Automatically classify images with Microsoft Cognitive Service — Vision API

Rajesh Sitaraman
Aug 9 · 3 min read


Let’s see how to automatically classify an image uploaded to the SharePoint library. We will add tags and descriptions as metadata to any image which is getting uploaded to the SharePoint library using one of the Microsoft Cognitive Services, Computer Vision API. It will analyze the image and provide us a full-sentence description of the image, and generate tags related to the objects in the image.

For events handling we will be using Microsoft Flow, which will be triggered on file upload or modify and invoke the Vision API to get the caption and tags and then store this information like tags and description properties of the image in SharePoint.

Let’s start with creating Computer Vision API,

Azure Cognitive Service: Computer Vision API

  1. Login to your Azure subscription.
  2. Create a new resource, search for Computer Vision.
  3. Provide the required details like name, location, pricing, and resource group.
  4. Once the resource is successfully deployed, grab the key and endpoint URL from the “Quickstart” section, we need this information later when we establish the connection from the Flow.

SharePoint Online

We can use a document library or Pictures Library to associate the Flow. By default, the Pictures Library provides the required metadata columns like description and Keywords. In the case of the document library, you need to explicitly add the columns.

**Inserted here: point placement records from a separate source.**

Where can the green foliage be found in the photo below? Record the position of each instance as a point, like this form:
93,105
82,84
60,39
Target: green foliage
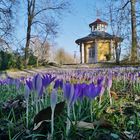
10,60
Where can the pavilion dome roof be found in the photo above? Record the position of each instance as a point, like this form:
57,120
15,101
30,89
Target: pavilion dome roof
98,21
101,35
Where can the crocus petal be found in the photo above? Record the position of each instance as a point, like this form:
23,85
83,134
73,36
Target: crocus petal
26,92
53,98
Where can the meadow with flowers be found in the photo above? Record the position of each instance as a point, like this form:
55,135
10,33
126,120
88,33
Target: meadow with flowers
78,104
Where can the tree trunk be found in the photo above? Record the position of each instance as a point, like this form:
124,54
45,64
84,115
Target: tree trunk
134,57
28,36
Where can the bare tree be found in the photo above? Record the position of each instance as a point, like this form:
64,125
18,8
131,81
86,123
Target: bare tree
7,8
124,14
134,57
40,15
41,50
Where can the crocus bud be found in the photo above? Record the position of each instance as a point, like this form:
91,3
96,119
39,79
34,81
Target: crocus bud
53,98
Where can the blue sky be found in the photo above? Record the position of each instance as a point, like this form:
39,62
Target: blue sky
73,25
76,24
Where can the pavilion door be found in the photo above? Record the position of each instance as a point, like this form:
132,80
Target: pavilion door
92,54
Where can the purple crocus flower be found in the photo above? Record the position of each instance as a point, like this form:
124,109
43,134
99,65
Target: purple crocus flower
38,84
83,90
58,83
29,84
53,98
68,90
47,79
26,92
109,82
93,91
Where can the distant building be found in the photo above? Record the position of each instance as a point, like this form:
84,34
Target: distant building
99,45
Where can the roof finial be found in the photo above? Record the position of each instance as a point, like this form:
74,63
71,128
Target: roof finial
97,13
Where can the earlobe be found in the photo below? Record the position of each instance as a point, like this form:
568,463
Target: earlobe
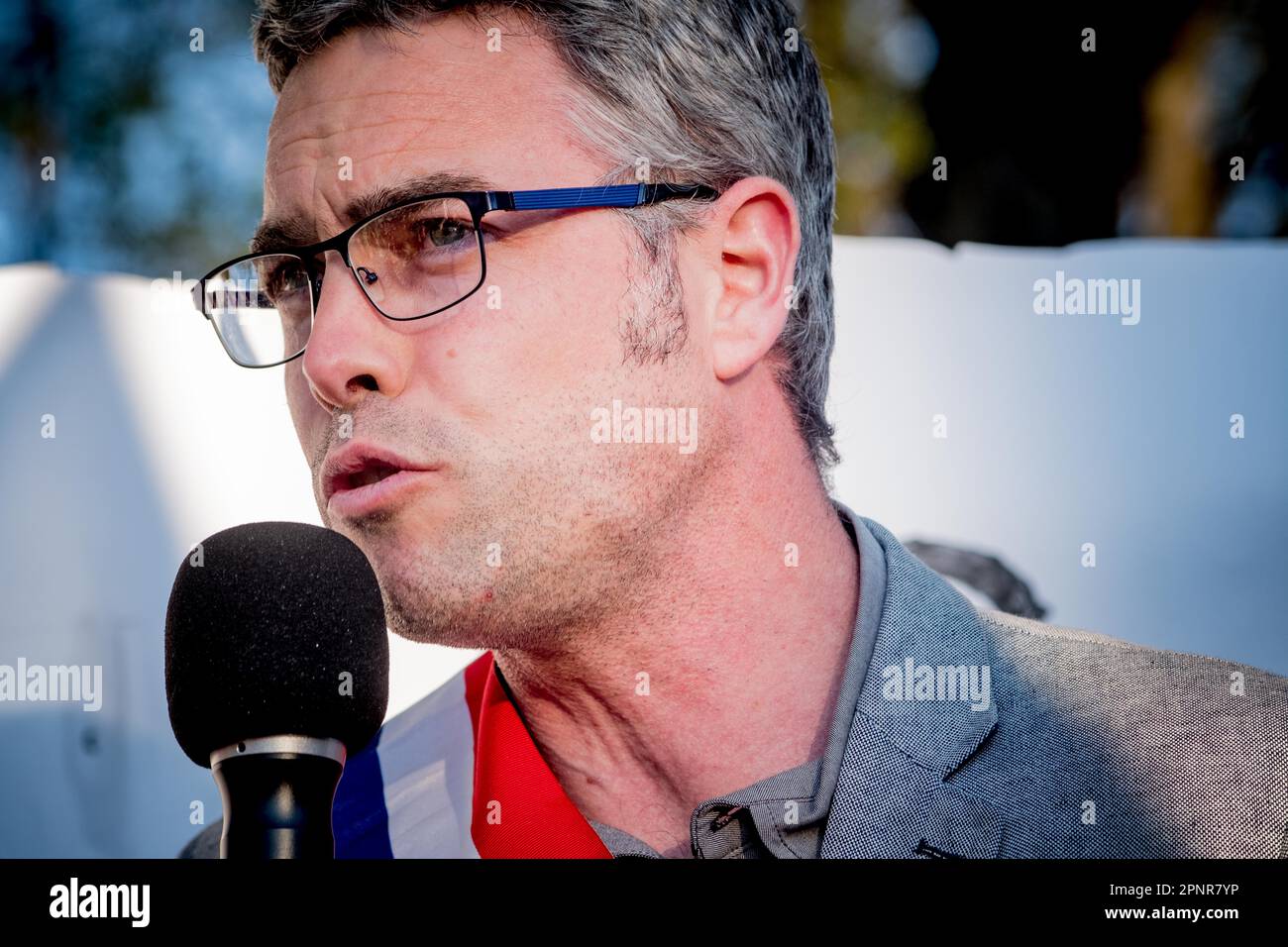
759,241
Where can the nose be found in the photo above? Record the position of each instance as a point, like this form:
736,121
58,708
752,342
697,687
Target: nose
352,348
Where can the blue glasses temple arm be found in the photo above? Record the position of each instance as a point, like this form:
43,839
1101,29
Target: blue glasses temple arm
606,196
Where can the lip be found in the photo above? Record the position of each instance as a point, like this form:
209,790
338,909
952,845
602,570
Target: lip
344,500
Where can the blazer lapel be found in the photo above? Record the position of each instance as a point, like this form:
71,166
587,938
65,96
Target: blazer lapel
892,797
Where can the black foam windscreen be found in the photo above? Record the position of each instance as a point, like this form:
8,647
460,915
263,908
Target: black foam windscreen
274,629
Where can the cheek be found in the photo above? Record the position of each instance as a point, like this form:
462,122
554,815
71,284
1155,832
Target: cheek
307,415
529,354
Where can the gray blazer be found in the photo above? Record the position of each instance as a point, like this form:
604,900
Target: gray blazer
1086,748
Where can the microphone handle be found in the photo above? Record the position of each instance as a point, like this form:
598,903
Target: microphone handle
277,801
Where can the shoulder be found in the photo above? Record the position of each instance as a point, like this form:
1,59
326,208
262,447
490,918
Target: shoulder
1155,753
1054,654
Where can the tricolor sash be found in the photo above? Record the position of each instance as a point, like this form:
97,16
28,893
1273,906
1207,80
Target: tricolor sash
458,776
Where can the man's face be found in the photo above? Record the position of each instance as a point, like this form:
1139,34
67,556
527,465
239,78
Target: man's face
519,523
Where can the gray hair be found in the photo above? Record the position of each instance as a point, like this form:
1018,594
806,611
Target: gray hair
703,93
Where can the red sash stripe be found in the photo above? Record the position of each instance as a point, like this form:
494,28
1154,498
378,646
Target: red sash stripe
520,810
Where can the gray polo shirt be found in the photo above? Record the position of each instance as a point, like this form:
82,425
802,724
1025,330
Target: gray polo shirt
785,814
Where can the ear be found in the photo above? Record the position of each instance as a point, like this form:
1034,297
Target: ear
758,234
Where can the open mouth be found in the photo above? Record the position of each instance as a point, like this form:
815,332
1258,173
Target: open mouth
373,472
361,478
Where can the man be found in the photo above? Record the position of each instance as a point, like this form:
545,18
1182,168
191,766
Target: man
591,441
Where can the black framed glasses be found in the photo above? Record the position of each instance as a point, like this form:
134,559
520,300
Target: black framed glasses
413,260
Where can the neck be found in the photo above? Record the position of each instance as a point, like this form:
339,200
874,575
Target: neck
724,674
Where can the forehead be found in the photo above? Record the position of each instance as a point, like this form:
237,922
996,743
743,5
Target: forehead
376,107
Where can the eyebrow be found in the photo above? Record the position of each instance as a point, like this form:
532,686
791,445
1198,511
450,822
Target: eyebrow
299,230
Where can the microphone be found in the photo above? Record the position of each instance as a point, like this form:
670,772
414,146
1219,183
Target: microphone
275,671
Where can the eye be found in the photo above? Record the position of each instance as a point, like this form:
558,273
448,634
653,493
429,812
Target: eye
283,279
443,231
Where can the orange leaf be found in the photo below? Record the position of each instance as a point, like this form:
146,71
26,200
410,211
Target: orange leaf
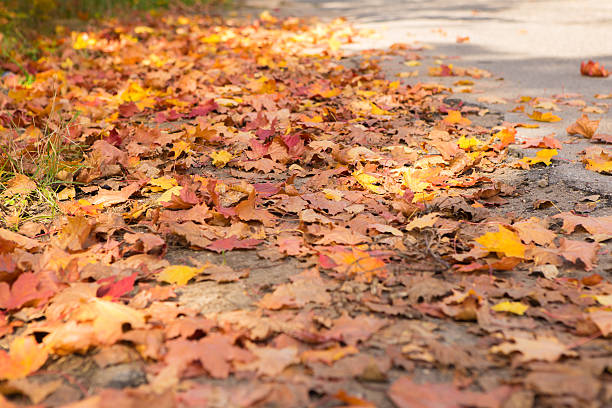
544,117
592,68
455,117
505,241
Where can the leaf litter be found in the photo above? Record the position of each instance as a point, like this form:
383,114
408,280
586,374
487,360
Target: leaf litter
350,230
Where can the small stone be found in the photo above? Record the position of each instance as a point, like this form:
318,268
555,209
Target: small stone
119,376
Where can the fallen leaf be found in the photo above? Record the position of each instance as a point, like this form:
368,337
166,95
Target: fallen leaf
24,357
221,158
544,117
229,244
511,307
579,250
178,274
542,156
594,69
454,117
505,241
583,126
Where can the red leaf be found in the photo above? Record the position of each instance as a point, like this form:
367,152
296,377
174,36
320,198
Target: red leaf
592,68
119,288
27,289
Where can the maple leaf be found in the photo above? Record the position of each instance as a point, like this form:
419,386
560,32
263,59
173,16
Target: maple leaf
107,198
506,136
118,288
271,361
540,348
504,241
20,184
162,183
328,356
221,158
598,159
544,117
215,352
75,234
532,230
512,307
307,287
599,227
246,210
179,274
407,394
354,330
594,69
28,289
10,240
542,156
369,182
579,250
583,126
24,357
603,321
468,143
357,263
548,142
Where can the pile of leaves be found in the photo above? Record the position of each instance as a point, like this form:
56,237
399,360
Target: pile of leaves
402,279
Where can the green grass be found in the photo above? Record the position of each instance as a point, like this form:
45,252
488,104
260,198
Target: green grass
49,162
28,26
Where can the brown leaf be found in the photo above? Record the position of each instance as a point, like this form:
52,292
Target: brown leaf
540,348
354,330
579,250
307,287
271,361
583,126
75,234
107,198
532,230
599,227
407,394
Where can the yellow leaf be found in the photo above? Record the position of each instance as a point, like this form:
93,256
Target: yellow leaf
166,197
468,143
512,307
505,241
601,167
332,194
413,63
179,147
605,300
179,274
544,117
369,182
221,158
378,111
19,185
67,193
542,156
162,183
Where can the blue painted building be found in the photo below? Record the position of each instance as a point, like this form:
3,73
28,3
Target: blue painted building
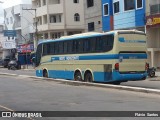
123,14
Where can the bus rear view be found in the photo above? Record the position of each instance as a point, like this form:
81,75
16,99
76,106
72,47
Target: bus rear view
131,50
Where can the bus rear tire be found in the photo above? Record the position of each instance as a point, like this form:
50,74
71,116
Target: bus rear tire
45,74
88,77
78,76
116,83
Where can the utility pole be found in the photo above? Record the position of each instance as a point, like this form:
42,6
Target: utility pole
36,32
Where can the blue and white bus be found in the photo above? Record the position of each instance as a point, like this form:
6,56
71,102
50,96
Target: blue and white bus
111,57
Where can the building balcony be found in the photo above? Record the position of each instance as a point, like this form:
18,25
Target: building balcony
51,26
52,9
55,8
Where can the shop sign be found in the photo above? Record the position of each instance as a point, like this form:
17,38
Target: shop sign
153,21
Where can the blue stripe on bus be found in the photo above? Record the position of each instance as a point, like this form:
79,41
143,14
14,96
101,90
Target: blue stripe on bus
98,76
121,39
100,57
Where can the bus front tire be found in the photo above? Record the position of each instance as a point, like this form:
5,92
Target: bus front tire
88,77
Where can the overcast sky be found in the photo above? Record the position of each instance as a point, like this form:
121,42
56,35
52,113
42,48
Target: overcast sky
10,3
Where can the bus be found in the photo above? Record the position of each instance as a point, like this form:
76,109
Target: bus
110,57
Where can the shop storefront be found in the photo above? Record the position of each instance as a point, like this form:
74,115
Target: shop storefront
153,39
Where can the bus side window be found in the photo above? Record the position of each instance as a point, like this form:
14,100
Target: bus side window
52,50
69,47
65,47
80,46
44,49
99,44
60,47
56,49
92,45
87,46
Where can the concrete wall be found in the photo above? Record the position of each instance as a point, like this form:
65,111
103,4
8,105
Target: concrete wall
93,14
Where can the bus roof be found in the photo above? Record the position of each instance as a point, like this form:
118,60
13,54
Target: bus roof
91,34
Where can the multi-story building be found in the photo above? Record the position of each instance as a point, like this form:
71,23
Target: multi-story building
19,20
93,15
153,31
123,14
56,18
1,40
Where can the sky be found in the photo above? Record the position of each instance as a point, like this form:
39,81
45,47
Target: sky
10,3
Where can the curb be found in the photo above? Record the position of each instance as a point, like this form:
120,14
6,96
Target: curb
77,83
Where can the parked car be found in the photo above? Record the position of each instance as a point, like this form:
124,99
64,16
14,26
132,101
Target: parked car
14,65
5,62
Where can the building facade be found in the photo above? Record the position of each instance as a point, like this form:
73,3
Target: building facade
123,14
56,18
21,21
153,31
93,15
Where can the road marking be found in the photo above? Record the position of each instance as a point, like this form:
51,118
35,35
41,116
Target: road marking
1,106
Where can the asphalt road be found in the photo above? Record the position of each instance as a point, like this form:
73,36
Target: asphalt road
26,94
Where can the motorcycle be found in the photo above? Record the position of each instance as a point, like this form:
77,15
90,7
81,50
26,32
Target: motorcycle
151,72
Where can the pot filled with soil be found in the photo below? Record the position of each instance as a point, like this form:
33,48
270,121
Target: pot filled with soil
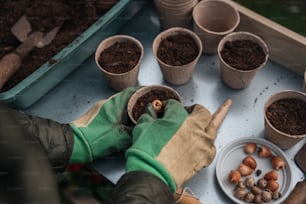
241,55
119,58
177,51
155,94
285,118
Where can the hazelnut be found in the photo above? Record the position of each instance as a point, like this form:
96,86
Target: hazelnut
272,185
234,176
277,162
256,190
264,152
249,197
250,161
271,175
240,193
241,185
250,148
244,170
276,195
266,195
262,183
258,199
249,181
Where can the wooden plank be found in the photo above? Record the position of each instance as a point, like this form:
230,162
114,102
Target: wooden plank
286,47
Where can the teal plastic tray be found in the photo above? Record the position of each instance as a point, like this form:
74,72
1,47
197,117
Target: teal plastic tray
36,85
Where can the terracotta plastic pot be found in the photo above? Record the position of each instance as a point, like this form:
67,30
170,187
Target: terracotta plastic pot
119,81
282,139
214,19
177,75
165,91
237,78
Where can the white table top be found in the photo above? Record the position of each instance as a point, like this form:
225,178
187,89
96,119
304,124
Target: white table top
74,95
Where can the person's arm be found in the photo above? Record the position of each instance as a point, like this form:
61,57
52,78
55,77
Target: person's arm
166,152
55,139
141,187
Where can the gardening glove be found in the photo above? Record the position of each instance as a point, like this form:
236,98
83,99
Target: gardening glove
174,147
103,129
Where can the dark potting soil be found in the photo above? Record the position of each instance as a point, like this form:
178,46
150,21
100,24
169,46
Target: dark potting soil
120,57
142,102
77,16
288,115
177,50
243,54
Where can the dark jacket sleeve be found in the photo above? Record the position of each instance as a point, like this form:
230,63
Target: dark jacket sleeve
139,187
56,139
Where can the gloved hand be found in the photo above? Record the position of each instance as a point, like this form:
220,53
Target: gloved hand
103,129
175,147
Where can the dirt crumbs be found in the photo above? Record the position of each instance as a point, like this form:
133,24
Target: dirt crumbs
143,101
288,115
178,50
76,16
120,57
243,54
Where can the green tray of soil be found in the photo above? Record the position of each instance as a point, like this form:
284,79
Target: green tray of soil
27,88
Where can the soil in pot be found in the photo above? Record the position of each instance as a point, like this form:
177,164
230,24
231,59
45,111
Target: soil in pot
288,115
120,57
243,54
143,101
78,15
177,50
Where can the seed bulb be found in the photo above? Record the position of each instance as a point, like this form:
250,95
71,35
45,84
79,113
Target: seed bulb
244,170
277,162
250,161
234,176
250,148
264,152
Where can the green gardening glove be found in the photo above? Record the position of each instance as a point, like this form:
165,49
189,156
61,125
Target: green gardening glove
102,130
174,147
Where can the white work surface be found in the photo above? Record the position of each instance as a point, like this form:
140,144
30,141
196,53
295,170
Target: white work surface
73,96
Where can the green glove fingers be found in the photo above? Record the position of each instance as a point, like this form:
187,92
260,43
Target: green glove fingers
102,129
150,136
174,147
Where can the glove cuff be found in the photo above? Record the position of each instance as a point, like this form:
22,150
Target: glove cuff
138,160
81,152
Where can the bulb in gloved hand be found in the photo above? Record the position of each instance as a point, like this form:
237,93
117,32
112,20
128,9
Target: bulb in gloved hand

In case if you want the metadata to be searchable, make sure to site columns instead of the library columns.

Microsoft Flow

  1. Flow is configured to trigger on a file created or modified event.
  2. Checks whether the uploaded file is an image by checking the file extensions.
  3. Gets the file content of the image and passes it to the Computer Vision API endpoint.
  4. Parse the output JSON from the Vision API, and use the caption as description and tags as keywords and update the file properties.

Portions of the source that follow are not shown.